After years of oppression and fragmentation, Palestinians in the occupied city are remobilizing around a common political goal.
After days of deliberations, the Israeli government finally removed metal detectors from the entrances of the Aqsa compound on Monday evening. Reports say the decision may have been linked to an agreement reached with Jordan’s King Abdullah, as part of a deal to resolve a brief diplomatic crisis that followed Sunday’s attack at the Israeli embassy in Amman.
Israeli authorities are now seeking to install “smart” cameras that can identify visitors to Al-Aqsa using facial recognition software. Palestinians argue that this technology, which can easily be abused by Israeli security services, is even worse than the metal detectors. The Islamic Waqf declared its opposition to the new plan yesterday and insisted that the status quo be restored to the situation that existed prior to a deadly shooting two weeks ago. Local worshipers continued to protest outside the Aqsa compound, and police continued to respond with stun grenades and arrests.
Despite this development, it seems that the Palestinians’ campaign of civil disobedience – largely ignored by the media’s focus on violence during the past week – is working.
The mass boycott of the metal detectors was a remarkable sight. Young headscarved women appealed (and at times shouted) to Muslim visitors not to pass through the gates. Men prayed outside or in the narrow alleys of the Old City, with some live-streaming the scenes on Facebook. Four families living inside the compound, not wanting to violate the boycott, refused to leave the premises until a special arrangement was agreed upon with the Waqf.
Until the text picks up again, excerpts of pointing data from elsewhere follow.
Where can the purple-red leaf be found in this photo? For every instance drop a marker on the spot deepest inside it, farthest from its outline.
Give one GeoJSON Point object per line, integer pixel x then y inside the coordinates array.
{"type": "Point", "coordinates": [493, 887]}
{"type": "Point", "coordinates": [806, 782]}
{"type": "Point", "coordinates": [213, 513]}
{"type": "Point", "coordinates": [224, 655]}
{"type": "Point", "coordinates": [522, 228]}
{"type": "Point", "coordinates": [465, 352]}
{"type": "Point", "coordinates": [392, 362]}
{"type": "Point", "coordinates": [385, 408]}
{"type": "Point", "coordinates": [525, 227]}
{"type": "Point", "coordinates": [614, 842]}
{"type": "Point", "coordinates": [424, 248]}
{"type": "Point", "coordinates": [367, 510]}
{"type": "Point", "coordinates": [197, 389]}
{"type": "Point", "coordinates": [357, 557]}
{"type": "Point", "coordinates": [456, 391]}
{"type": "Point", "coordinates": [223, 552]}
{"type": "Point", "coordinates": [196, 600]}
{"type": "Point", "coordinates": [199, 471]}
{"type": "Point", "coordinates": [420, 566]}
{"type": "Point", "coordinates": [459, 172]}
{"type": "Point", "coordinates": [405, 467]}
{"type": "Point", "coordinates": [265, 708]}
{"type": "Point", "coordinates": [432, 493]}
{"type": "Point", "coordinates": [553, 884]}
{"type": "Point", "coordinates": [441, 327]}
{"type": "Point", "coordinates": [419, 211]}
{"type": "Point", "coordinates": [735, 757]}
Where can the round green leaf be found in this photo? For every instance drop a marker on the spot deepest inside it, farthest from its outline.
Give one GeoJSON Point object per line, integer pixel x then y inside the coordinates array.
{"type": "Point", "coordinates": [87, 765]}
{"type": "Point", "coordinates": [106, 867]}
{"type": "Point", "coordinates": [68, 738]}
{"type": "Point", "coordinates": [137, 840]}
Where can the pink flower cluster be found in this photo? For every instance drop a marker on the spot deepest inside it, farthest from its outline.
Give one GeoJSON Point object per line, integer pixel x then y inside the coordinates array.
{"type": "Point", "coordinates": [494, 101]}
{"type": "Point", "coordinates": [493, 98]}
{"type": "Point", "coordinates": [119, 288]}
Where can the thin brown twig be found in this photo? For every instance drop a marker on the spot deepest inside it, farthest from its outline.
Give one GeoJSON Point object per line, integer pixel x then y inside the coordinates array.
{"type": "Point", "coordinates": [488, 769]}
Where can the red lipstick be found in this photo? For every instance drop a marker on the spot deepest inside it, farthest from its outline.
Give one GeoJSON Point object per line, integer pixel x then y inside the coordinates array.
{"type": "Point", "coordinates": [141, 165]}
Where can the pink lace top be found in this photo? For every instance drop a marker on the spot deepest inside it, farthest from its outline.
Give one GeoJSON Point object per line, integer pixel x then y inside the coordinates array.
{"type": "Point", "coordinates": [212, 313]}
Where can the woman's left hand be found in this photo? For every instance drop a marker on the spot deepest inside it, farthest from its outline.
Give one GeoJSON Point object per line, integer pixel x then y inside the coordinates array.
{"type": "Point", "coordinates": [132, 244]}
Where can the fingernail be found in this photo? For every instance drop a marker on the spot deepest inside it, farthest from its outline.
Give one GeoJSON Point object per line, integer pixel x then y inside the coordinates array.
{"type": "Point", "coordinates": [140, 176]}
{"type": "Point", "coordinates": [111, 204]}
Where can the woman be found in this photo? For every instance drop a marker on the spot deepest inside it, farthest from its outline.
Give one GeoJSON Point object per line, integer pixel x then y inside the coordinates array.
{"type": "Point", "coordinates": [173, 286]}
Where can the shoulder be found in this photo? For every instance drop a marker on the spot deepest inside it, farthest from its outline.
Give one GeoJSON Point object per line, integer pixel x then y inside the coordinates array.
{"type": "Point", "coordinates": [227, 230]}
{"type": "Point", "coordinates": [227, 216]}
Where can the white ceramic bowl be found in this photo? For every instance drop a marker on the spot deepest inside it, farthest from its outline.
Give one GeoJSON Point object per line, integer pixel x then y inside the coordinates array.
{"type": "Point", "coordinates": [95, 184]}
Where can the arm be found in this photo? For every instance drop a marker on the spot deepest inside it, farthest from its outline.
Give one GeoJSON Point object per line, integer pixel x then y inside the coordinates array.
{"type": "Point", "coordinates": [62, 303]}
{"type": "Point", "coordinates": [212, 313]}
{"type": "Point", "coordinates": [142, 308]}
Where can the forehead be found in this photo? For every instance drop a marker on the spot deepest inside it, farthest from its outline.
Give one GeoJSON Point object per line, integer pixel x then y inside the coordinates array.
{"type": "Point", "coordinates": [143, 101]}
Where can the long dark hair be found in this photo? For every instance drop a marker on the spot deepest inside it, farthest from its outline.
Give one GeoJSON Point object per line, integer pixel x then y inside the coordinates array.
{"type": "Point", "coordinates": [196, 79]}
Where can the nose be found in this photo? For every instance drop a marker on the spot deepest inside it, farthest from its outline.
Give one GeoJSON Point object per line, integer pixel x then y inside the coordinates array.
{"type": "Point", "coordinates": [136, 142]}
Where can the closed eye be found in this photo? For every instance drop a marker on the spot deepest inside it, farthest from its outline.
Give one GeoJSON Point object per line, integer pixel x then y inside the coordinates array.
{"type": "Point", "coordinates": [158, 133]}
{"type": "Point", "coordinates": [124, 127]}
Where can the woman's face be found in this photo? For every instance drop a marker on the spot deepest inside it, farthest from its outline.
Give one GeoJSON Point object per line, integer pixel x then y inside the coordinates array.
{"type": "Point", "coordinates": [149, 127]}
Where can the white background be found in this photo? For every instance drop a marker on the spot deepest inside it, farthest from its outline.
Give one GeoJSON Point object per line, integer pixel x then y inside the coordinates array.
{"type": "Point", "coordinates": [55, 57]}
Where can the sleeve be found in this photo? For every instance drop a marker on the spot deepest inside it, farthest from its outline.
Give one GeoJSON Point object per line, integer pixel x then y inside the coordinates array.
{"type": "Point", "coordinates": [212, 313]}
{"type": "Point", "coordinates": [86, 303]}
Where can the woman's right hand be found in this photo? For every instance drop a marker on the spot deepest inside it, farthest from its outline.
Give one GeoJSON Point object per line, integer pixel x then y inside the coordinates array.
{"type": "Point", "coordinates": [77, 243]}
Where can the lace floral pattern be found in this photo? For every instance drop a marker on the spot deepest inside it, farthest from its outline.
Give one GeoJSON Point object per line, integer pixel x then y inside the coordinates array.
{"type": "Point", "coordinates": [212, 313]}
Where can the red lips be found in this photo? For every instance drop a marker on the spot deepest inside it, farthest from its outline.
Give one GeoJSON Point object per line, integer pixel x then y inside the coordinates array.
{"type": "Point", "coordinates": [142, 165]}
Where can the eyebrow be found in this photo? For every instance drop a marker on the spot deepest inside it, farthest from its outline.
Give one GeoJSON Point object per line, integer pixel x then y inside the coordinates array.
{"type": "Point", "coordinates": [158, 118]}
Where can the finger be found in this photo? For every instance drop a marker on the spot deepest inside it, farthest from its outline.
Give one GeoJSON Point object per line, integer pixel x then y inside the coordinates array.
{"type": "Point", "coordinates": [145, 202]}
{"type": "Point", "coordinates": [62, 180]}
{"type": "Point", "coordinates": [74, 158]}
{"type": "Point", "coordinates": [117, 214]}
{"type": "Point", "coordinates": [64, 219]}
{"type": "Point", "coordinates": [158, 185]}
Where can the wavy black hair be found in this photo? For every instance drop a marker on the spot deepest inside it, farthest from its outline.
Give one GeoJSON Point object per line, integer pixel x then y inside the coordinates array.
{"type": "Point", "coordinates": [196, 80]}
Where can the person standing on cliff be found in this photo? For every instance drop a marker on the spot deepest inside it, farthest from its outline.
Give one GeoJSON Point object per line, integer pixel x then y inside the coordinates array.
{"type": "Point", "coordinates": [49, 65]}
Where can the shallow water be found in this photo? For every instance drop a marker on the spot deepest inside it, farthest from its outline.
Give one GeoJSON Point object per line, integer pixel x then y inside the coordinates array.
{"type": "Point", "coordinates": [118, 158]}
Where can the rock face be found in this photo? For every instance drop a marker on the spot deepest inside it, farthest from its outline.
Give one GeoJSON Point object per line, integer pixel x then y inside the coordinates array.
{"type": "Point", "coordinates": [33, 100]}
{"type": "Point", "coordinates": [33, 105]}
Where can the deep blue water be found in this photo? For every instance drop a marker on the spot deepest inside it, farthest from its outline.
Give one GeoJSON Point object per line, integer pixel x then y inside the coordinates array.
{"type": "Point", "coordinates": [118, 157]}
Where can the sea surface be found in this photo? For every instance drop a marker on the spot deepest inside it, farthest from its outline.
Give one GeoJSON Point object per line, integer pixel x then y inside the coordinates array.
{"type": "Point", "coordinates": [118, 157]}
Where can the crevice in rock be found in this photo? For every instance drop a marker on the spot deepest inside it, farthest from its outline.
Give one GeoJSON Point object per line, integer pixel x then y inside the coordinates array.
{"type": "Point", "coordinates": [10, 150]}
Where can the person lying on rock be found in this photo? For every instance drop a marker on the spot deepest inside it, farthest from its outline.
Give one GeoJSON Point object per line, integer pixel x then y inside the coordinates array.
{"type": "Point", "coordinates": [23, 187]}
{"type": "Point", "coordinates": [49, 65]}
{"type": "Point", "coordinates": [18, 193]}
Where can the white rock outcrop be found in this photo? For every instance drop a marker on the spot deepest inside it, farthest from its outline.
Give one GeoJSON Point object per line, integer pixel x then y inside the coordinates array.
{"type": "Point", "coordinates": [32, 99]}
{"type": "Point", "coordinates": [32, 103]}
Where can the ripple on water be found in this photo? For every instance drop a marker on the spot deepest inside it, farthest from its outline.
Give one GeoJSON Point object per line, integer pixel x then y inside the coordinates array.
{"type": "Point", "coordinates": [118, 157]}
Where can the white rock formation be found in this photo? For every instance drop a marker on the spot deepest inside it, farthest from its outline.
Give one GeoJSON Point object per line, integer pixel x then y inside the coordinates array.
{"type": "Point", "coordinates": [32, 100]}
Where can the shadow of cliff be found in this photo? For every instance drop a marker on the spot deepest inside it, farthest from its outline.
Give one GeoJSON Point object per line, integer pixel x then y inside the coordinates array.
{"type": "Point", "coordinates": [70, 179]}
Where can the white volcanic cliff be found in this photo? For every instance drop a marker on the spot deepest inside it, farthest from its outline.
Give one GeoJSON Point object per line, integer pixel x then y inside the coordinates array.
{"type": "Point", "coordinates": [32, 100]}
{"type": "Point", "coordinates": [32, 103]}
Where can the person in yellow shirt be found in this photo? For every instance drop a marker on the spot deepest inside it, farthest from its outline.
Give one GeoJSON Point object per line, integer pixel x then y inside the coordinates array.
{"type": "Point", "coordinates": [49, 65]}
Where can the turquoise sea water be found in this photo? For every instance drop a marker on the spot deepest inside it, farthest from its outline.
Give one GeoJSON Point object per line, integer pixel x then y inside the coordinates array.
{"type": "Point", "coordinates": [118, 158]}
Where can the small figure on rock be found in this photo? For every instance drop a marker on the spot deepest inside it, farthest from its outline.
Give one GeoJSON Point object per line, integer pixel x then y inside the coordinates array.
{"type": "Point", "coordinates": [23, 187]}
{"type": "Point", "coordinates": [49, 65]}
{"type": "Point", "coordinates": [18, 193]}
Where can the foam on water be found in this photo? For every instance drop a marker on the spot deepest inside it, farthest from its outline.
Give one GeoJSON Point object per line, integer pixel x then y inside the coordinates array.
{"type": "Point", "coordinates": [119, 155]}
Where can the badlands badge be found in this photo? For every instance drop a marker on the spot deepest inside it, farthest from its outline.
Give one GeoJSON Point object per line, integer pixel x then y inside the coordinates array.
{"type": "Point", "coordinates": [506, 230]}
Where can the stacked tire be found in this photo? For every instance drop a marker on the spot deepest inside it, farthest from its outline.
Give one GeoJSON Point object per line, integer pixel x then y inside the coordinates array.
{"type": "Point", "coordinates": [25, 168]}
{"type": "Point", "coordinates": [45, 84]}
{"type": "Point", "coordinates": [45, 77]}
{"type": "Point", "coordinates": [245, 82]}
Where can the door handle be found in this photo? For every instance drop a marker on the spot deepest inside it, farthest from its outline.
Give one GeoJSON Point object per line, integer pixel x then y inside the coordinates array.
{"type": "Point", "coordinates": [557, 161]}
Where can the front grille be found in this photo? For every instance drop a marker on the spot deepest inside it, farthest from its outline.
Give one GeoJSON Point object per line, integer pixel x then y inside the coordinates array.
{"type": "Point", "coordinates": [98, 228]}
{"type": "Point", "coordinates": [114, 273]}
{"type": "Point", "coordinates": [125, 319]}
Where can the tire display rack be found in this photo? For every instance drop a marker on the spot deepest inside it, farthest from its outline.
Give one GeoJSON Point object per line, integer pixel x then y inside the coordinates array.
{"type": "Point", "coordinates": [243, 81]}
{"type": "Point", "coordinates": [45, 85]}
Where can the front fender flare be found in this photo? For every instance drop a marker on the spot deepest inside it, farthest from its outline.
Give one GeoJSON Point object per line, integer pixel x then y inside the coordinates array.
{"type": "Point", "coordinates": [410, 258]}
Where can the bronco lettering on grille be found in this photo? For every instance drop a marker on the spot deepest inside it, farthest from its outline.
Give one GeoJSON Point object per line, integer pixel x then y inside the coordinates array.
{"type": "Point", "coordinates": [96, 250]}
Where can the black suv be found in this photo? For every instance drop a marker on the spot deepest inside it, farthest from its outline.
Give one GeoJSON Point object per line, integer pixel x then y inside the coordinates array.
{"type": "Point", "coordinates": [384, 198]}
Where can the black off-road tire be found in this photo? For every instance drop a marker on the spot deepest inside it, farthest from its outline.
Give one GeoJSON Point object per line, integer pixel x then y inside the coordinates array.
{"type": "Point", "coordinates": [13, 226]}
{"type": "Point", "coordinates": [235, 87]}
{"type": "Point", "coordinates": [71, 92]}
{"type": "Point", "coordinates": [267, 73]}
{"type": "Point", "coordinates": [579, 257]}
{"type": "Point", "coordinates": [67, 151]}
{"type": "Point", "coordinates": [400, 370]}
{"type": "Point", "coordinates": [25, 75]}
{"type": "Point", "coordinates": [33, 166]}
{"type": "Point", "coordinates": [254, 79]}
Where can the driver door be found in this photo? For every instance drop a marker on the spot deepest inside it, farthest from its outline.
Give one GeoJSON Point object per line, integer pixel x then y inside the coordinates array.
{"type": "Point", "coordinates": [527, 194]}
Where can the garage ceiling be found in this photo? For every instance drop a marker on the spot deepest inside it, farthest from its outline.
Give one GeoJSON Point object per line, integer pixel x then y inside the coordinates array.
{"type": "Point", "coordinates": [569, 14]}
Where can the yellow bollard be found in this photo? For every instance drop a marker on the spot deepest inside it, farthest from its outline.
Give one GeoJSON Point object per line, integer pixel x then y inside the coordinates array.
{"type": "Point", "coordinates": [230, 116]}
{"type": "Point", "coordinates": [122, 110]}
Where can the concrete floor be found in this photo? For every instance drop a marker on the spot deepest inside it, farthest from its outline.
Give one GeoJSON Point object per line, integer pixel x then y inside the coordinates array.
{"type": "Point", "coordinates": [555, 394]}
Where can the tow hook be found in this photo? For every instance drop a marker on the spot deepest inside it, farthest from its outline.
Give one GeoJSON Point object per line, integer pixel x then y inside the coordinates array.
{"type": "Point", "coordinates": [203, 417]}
This united activism surprised many. Dispossessed and disenfranchised for decades, Palestinians in occupied East Jerusalem have been leaderless since the brutal suppression of the Second Intifada and further crippled by the wave of violence that erupted in September 2015. With Jewish settlements expanding and collective punishment increasing, the city’s Palestinian neighborhoods seemed to be verging toward social and economic collapse.
Now, after years of fragmentation, the community is remobilizing en masse around a common political goal. Thousands of Palestinians, under the glare of Israeli riot police, thronged the streets on July 21 in one of the largest protests the city has seen in some time. Hundreds of fellow worshippers, activists, and representatives traveled from Arab towns and cities across Israel to join them. Christians and secularists were seen standing alongside conservative Muslims in prayer, affirming that the fight for Al-Aqsa is a national cause and not just a religious one. Few Palestinians watching the news cared for Ismail Haniyeh’s sermons from Gaza or Mahmoud Abbas’ “freeze” on security coordination with Israel; all eyes were on the chanting crowds that filled Jerusalem’s streets.
If Israel thinks that smart cameras will resolve the crisis, it is grossly mistaken. For Palestinians, any new, unilateral measures at the Aqsa compound – which has already had Israeli officers guarding its gates for years – would be an extension of the massive security structures that dominate and intimidate their daily lives.
More concerning is that over the years, a growing number of Israeli politicians and groups have demanded increased Jewish access to, if not full sovereignty over, the compound, with some fanatics aspiring to build a Third Temple on the ruins of Al-Aqsa. The Ibrahimi Mosque in Hebron (Cave of the Patriarchs), which was seized and split by the army after Baruch Goldstein’s 1994 massacre, is viewed as a warning of how “security” claims could turn the compound into another military or settlement outpost. Israelis dismiss these fears as conspiracy theories; experience teaches Palestinians otherwise.
The nascent movement is thus far from over. Although acts of violence may threaten its growth, Palestinians have achieved an important step in reviving their agency in the occupied city, in spite of the numerous policies seeking to crush it. Walking in the Old City, one activist expressed hope that the events might help the community begin to rebuild the organized committees, nonviolent strategies, and popular support that guided the First Intifada 30 years ago. If not, he sighed, “God help us.”